Even more recently, a CBC investigation of Bell prompted over 600 current and former employees to contact the public broadcaster about “panic attacks in the workplace, stress-induced vomiting and diarrhea. Some [workers] reported crying before starting call-centre shifts and said taking stress leave is ‘common.'”
Also “common,” ubiquitous even, is the pressure put on Bell’s call-centre workers to sell, sell, sell – and face repercussions if they, for instance, feel an aversion to tricking a 90-year-old blind woman into signing up for an internet connection (not hyperbole – a Bell whistleblower came forward to confess to doing this).
The position at a Telus store I interviewed for years ago is now further solidified as the job I’m most grateful to not have gotten. But tens of thousands of others are enduring institutionalized abuse and making Bell’s bosses mountains of money in the process.

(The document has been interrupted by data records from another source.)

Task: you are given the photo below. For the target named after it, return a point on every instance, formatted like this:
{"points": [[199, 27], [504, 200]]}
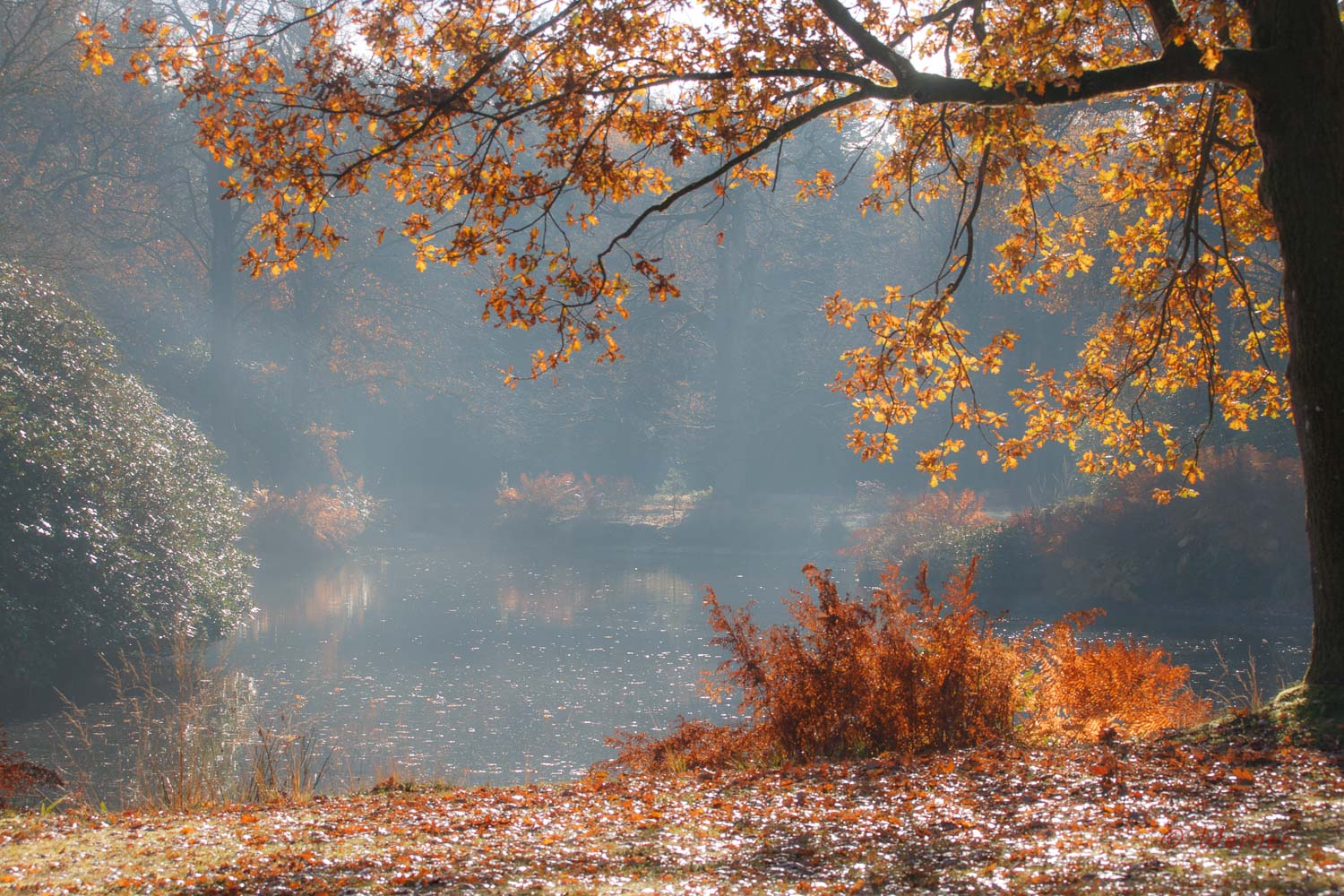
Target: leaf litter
{"points": [[1242, 815]]}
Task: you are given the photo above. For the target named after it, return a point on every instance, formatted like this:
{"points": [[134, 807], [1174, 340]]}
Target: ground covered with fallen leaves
{"points": [[1241, 815]]}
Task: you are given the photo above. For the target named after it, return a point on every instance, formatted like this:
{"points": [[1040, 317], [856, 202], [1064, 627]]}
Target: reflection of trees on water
{"points": [[335, 599]]}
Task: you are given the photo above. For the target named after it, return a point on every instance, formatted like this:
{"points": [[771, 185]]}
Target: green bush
{"points": [[115, 521]]}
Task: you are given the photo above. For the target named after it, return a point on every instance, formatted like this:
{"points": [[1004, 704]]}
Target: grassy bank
{"points": [[1233, 810]]}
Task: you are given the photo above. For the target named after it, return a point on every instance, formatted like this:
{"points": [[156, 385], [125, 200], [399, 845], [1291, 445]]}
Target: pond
{"points": [[481, 665]]}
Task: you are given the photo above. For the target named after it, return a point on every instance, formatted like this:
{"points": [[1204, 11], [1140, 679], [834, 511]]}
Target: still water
{"points": [[475, 665]]}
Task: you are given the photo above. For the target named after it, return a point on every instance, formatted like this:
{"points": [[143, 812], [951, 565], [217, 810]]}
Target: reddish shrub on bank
{"points": [[21, 778], [312, 520], [909, 672]]}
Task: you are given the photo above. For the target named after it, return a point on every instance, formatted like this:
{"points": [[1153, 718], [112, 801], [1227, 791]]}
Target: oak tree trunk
{"points": [[1300, 126]]}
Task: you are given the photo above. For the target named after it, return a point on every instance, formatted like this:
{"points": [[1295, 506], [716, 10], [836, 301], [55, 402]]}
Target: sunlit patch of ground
{"points": [[1175, 818]]}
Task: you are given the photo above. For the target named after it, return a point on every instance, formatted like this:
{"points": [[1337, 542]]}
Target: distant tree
{"points": [[115, 522], [1231, 137]]}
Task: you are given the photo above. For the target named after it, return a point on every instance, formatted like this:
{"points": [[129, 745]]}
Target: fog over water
{"points": [[472, 665]]}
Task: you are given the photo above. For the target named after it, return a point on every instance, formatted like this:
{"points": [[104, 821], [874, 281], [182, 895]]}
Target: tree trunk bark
{"points": [[1300, 129]]}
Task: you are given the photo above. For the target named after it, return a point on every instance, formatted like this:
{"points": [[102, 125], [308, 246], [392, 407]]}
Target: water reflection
{"points": [[487, 667]]}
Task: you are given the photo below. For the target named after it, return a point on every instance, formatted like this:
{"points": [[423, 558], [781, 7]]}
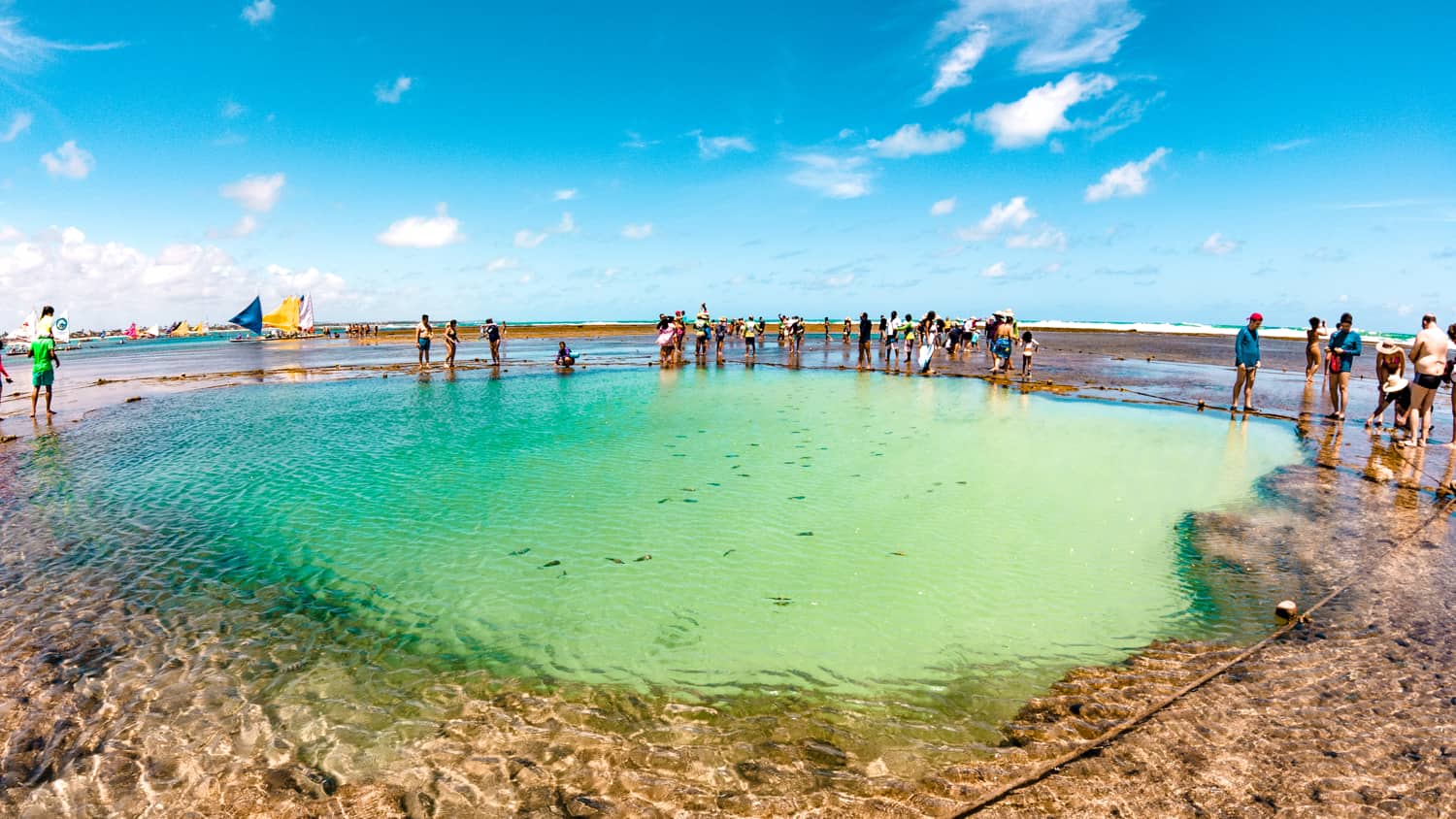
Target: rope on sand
{"points": [[1115, 732]]}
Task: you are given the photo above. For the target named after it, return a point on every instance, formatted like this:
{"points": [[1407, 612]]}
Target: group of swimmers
{"points": [[424, 335], [1334, 354]]}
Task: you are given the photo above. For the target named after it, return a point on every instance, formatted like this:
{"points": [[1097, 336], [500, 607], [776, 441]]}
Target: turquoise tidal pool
{"points": [[693, 531]]}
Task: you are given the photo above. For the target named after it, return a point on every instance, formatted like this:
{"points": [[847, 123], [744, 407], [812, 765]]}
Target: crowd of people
{"points": [[903, 340], [1334, 355]]}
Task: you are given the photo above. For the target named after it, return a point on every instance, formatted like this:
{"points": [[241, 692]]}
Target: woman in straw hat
{"points": [[1389, 360], [1394, 390]]}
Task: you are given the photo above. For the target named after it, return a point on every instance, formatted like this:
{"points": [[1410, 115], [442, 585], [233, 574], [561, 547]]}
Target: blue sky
{"points": [[1082, 159]]}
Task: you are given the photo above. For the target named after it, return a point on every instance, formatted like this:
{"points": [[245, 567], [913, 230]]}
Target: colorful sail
{"points": [[285, 317], [306, 314], [250, 317]]}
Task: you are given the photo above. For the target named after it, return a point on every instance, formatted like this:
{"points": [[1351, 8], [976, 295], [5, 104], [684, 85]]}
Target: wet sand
{"points": [[111, 710]]}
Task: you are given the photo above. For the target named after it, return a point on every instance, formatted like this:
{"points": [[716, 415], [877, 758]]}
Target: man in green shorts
{"points": [[43, 373]]}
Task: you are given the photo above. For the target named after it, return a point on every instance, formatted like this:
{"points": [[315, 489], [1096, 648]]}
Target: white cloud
{"points": [[22, 51], [910, 142], [258, 12], [255, 192], [713, 147], [1124, 180], [1042, 113], [69, 162], [838, 178], [17, 125], [1053, 35], [955, 70], [1048, 238], [1289, 146], [390, 95], [1004, 215], [422, 232], [638, 143], [529, 239], [1216, 245]]}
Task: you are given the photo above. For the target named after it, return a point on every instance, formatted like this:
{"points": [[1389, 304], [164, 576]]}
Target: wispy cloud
{"points": [[910, 142], [1289, 146], [638, 143], [256, 192], [390, 95], [1124, 180], [22, 51], [529, 239], [422, 232], [1217, 245], [1042, 113], [713, 147], [69, 162], [258, 12], [1053, 35], [838, 178], [1004, 215], [955, 69], [19, 124]]}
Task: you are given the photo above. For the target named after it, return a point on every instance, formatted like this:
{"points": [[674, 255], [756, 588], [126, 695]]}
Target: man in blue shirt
{"points": [[1344, 346], [1246, 361]]}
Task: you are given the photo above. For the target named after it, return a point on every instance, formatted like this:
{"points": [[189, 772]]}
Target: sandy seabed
{"points": [[111, 708]]}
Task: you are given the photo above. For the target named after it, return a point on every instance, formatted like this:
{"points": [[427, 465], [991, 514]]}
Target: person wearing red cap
{"points": [[1246, 361]]}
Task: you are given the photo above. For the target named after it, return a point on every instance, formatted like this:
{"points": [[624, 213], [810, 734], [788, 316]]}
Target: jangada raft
{"points": [[293, 319]]}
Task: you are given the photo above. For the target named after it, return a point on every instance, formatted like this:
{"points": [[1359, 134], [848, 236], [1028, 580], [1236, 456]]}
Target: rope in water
{"points": [[1115, 732]]}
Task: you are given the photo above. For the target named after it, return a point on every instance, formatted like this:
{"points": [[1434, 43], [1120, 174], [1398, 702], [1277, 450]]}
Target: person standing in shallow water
{"points": [[1246, 361], [1312, 357], [451, 343], [1429, 357], [1344, 346], [867, 332], [422, 332]]}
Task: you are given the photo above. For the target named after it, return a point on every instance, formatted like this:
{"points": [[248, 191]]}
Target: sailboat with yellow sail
{"points": [[293, 319]]}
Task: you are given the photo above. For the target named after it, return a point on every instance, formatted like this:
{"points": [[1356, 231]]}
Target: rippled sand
{"points": [[110, 710]]}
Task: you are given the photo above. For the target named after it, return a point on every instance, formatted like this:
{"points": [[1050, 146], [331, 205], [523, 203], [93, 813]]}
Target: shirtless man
{"points": [[1429, 352]]}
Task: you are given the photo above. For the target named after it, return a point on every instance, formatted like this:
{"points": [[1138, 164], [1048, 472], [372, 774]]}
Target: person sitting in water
{"points": [[1397, 390]]}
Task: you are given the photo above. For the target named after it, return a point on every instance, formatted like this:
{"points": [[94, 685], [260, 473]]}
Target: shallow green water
{"points": [[841, 533]]}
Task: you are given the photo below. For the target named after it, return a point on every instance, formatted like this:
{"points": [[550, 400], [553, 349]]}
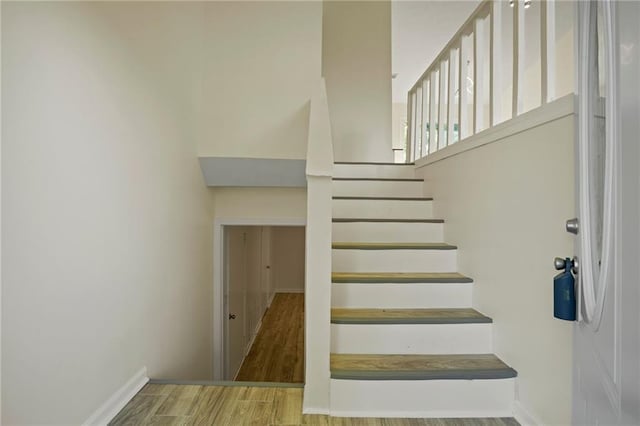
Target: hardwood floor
{"points": [[277, 354], [167, 404]]}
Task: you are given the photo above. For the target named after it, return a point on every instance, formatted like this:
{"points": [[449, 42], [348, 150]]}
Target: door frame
{"points": [[219, 346]]}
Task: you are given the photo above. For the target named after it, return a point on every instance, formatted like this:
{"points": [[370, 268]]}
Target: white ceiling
{"points": [[419, 31]]}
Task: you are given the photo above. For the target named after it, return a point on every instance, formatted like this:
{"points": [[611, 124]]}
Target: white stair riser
{"points": [[372, 170], [400, 296], [377, 188], [422, 398], [395, 209], [411, 338], [347, 260], [387, 232]]}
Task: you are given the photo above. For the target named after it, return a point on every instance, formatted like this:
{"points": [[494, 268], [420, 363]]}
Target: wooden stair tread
{"points": [[379, 179], [407, 316], [383, 220], [349, 197], [419, 367], [391, 246], [399, 277]]}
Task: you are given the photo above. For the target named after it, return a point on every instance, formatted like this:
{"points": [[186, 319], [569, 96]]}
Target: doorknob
{"points": [[572, 226], [560, 263]]}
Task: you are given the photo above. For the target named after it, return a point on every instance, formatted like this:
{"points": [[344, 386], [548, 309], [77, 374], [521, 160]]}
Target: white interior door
{"points": [[235, 278], [265, 264], [606, 351]]}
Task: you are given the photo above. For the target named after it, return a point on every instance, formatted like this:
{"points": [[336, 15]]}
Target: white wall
{"points": [[398, 119], [261, 64], [287, 252], [356, 63], [106, 219], [260, 203], [505, 205]]}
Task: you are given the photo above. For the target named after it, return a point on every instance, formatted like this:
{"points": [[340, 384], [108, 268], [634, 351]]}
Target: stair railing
{"points": [[509, 57], [318, 255]]}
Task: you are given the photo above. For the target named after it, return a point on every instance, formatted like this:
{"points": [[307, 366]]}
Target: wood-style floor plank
{"points": [[277, 354], [180, 402], [243, 405]]}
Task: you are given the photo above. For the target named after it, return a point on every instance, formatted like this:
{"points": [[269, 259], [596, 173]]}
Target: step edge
{"points": [[392, 246], [409, 321], [365, 198], [458, 374], [377, 179], [382, 220], [372, 163], [460, 280]]}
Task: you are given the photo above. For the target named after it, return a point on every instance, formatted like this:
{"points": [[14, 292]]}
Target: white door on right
{"points": [[606, 337]]}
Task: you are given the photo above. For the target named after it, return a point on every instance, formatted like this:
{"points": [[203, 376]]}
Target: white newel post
{"points": [[318, 256]]}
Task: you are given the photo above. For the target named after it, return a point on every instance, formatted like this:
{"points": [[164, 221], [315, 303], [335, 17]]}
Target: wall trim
{"points": [[218, 278], [116, 402], [313, 410], [524, 416], [555, 110]]}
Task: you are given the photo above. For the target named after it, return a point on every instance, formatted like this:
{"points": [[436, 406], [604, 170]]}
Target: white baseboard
{"points": [[313, 410], [290, 290], [112, 406], [524, 416], [253, 339], [420, 414]]}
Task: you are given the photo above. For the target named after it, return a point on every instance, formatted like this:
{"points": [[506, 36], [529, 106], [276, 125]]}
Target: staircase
{"points": [[405, 340]]}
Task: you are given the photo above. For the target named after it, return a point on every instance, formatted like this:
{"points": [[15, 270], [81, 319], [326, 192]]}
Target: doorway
{"points": [[263, 308]]}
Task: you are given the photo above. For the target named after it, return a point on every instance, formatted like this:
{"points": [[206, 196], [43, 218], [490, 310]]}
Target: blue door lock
{"points": [[564, 292]]}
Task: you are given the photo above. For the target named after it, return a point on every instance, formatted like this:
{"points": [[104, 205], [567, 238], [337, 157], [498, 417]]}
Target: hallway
{"points": [[169, 404], [277, 354]]}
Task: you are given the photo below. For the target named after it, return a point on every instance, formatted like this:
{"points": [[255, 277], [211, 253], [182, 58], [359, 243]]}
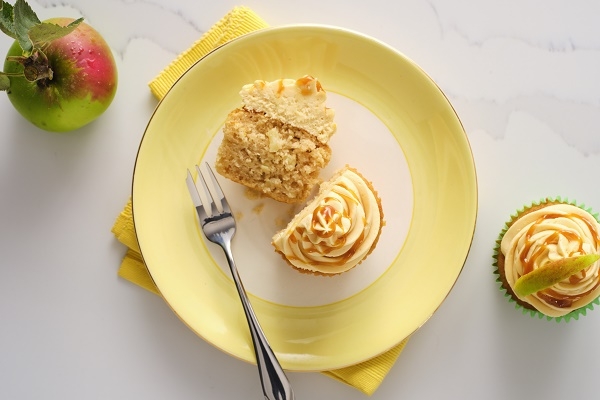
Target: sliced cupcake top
{"points": [[300, 103], [337, 229]]}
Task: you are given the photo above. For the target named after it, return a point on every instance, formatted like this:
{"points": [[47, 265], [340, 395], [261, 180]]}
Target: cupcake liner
{"points": [[575, 314]]}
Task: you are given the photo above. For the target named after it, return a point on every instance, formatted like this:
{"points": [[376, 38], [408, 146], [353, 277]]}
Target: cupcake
{"points": [[547, 259], [336, 230], [277, 142]]}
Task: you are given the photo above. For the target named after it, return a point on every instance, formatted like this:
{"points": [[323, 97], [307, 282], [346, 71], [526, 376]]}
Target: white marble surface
{"points": [[523, 77]]}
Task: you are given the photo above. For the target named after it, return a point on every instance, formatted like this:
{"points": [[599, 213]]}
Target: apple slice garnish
{"points": [[552, 273]]}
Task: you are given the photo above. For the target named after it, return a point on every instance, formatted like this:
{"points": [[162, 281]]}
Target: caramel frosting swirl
{"points": [[337, 230], [548, 234]]}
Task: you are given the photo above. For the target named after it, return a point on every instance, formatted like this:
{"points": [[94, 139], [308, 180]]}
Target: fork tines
{"points": [[209, 197]]}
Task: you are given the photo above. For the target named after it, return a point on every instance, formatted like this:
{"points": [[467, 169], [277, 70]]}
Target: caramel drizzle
{"points": [[333, 219], [549, 295]]}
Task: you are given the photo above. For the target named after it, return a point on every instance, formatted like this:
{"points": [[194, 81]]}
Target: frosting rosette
{"points": [[542, 235], [337, 230]]}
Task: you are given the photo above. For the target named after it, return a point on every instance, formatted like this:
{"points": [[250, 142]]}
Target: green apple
{"points": [[64, 82]]}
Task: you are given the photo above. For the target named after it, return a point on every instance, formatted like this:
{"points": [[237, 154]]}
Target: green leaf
{"points": [[45, 32], [6, 19], [25, 19], [4, 82]]}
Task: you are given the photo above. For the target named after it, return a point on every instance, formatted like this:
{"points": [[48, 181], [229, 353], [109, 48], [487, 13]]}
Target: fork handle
{"points": [[274, 382]]}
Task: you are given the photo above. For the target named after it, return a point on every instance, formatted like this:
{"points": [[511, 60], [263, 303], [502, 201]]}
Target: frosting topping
{"points": [[336, 230], [548, 234], [298, 102]]}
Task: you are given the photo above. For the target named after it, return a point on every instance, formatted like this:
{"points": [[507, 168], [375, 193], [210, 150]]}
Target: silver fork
{"points": [[218, 224]]}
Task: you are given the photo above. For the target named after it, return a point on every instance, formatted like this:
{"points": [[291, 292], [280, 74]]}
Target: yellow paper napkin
{"points": [[366, 376]]}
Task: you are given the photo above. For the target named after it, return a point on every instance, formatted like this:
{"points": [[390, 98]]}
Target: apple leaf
{"points": [[24, 19], [6, 19], [4, 82], [45, 32]]}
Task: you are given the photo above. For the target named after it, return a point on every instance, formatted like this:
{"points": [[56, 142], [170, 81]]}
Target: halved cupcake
{"points": [[337, 230]]}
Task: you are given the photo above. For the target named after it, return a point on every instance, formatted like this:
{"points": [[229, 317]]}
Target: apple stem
{"points": [[35, 67]]}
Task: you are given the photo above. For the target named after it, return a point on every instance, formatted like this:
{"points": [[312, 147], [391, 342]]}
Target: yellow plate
{"points": [[394, 125]]}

As Canadian telecoms like Bell continue to fight against the organizing drives of unions who might be able to improve these dreadful workplace conditions, and as George Cope and company look lustily upon the recent decision to end net neutrality in the United States and plan to effect similar deregulation here, #LetsTalk about whether these private oligopolies, which care not a whit for the mental health of their workers, need even to exist – or whether those workers might know what’s best for them and should run these firms with respect for customers and themselves.